The medium-term programme to be submitted to parliament in April will not contain specific measures as it will be updated in the summer with an overall assessment of the financial and fiscal deficits, and the necessary measures will be added then.
4. The indication of the 11 thousand employees of the state or the broader public sector to be cut in 2014. The Troika insists on including, by the end of the year, 25,000 public workers in the mobility programme, this number being cumulative since 2012.
5. Cancelling taxes in favour of third parties. The memorandum states (after an agreement between the government and the Troika) that the taxes and fees to third parties should be cancelled; the taxes and fees whose revenues should be preserved will be transferred to the state budget. The Ministry of Finance has already compiled a list of the taxes in favour of third parties and submitted it to the Troika.
6. Completing the reforms contained in the agenda of the Organization for Economic Cooperation and Development.
Maturity of bonds
1. 12 May is the deadline for the payment of the instalment to the IMF on the first loan, amounting to 792 million euro or to about 820 million euro including interest.
2. 20 May 2014 is the maturity date of the bonds of the European Central Bank to the amount of 2.87 billion euro and of the bonds of the central banks in the Euro area worth 1.25 billion euro. This is also the maturity date of a bond of the European Union to the amount of 7 million euro and of a loan from the European Investment Bank to the amount of 30 million euro.
3. Also, 21 May is the maturity date of bonds worth 4.47 billion euro, issued in 2008 to increase the liquidity of the Greek economy against the acquisition of preferred shares of Greek banks by the Greek state.
4. Furthermore, 21 May is the maturity date of two bonds of the European Central Bank totalling 41 million euro.
5. 20 August 2014 is the maturity date of bonds to the amount of 3.96 billion euro, owned by the European Central Bank (3.57 billion euro) and of the central banks of the euro area (393 million euro), and of an instalment worth 370 million euro to the IMF on the first loan.
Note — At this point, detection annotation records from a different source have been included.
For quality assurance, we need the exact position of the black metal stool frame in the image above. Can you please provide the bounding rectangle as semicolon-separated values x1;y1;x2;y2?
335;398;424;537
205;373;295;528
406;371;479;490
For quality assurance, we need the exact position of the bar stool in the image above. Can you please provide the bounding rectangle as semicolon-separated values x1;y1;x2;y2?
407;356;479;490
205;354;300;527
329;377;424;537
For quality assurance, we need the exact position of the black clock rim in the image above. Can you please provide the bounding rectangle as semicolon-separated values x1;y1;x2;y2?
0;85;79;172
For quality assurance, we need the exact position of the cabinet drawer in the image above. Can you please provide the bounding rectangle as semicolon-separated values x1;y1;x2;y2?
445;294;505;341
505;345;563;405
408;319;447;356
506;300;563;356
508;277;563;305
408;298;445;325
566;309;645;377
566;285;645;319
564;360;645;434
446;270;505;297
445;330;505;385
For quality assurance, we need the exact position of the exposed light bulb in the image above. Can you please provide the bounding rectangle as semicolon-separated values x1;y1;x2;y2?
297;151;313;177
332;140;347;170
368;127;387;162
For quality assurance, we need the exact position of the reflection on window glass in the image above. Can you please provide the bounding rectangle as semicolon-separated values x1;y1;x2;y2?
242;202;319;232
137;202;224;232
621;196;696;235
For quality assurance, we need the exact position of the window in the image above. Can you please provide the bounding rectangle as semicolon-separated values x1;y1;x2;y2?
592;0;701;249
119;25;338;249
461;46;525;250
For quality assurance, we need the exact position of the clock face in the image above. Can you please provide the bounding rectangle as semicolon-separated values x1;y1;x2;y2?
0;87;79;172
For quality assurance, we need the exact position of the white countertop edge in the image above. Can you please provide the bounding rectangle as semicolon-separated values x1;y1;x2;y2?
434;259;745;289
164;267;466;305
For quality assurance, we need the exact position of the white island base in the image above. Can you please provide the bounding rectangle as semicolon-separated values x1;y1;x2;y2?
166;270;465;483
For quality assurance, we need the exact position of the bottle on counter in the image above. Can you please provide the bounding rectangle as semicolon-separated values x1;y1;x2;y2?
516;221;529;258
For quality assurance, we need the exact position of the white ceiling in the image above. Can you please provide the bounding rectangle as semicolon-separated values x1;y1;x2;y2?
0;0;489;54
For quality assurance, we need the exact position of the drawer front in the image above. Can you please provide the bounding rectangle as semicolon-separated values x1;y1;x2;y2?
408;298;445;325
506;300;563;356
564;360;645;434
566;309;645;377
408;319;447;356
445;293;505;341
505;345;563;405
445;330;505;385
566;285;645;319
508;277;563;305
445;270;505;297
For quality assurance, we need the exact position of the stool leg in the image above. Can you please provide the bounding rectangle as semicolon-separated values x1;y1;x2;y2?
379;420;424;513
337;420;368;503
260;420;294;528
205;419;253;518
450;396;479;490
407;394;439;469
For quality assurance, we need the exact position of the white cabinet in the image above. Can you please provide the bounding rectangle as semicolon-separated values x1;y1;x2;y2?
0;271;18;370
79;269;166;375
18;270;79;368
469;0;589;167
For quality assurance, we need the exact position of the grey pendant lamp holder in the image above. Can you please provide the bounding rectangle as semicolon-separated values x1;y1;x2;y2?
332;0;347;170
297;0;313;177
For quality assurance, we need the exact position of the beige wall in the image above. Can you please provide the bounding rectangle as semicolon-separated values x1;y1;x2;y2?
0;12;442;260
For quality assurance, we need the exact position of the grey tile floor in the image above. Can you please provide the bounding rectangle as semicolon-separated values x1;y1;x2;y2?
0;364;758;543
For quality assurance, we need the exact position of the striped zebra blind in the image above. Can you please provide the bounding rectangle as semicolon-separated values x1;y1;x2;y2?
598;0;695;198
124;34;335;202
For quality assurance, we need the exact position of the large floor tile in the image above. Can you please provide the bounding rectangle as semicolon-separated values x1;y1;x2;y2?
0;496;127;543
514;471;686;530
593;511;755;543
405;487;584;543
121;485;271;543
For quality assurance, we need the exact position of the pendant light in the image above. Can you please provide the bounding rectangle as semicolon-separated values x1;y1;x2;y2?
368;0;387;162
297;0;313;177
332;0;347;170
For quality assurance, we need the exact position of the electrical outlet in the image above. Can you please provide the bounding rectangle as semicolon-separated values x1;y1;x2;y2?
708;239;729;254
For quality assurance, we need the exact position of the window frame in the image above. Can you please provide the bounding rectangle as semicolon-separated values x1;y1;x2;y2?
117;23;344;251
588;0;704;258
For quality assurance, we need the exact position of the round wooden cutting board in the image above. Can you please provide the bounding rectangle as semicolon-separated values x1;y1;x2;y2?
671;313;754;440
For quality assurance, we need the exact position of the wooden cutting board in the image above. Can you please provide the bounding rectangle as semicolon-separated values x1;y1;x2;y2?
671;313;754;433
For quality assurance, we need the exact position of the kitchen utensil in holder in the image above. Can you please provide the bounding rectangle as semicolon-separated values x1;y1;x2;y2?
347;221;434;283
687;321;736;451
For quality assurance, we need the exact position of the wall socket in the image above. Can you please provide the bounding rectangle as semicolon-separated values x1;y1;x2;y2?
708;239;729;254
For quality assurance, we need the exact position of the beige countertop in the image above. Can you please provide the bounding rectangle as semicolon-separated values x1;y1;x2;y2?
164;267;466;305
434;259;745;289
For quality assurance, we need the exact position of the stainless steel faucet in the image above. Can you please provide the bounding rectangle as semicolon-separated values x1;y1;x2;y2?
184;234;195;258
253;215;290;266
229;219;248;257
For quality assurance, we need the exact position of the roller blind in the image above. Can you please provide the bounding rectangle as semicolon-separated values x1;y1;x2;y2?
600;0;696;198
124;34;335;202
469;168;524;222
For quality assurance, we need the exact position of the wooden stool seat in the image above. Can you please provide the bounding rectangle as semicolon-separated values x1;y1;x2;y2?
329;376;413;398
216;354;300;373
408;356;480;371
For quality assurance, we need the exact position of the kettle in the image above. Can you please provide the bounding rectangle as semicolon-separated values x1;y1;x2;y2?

Social benefits will be the subject of confrontation
Different types of social payments that the government will make due to the upcoming elections, distributing the primary budget surplus for 2013, will be the subject of confrontation with the Troika.
It has been already decided to stop the increase in taxes on the allowance for dangerous work paid to certain categories of the military. Based on the law voted in the summer, as of January 2014 this allowance should have been added to the income of uniformed workers and taxed in full, which had led to an increase in taxes. By the end of 2013, 65% of this allowance was not subject to taxation and the remaining 35% were added to the annual income of the military and subject to the relevant tax.
Furthermore, the decision of the State Council, which is the Supreme Administrative Court of the country, on the repeal of the reduction of the salaries of uniformed workers, university teachers and on the possible reduction of the remuneration on all special payroll scales that the government intends to apply to "correct the injustice" is to be officially published.
The total cost of these decisions can amount to 1 billion euro and they will cause "permanent damage" to the budget, accounting for the fact that, if legalized, the pay adjustment will be permanent.
In addition, the lenders are concerned due to some pieces of information about the payment of special Easter allowances to pensioners and civil servants (!), which will increase the government spending, thus weakening the fiscal discipline.
It should be recalled that, according to the memorandum, the surplus funds should be allocated to the most socially vulnerable groups of the population, which probably include those 1.4 million unemployed who do not receive even unemployment benefits as well as those households whose income is below the poverty line.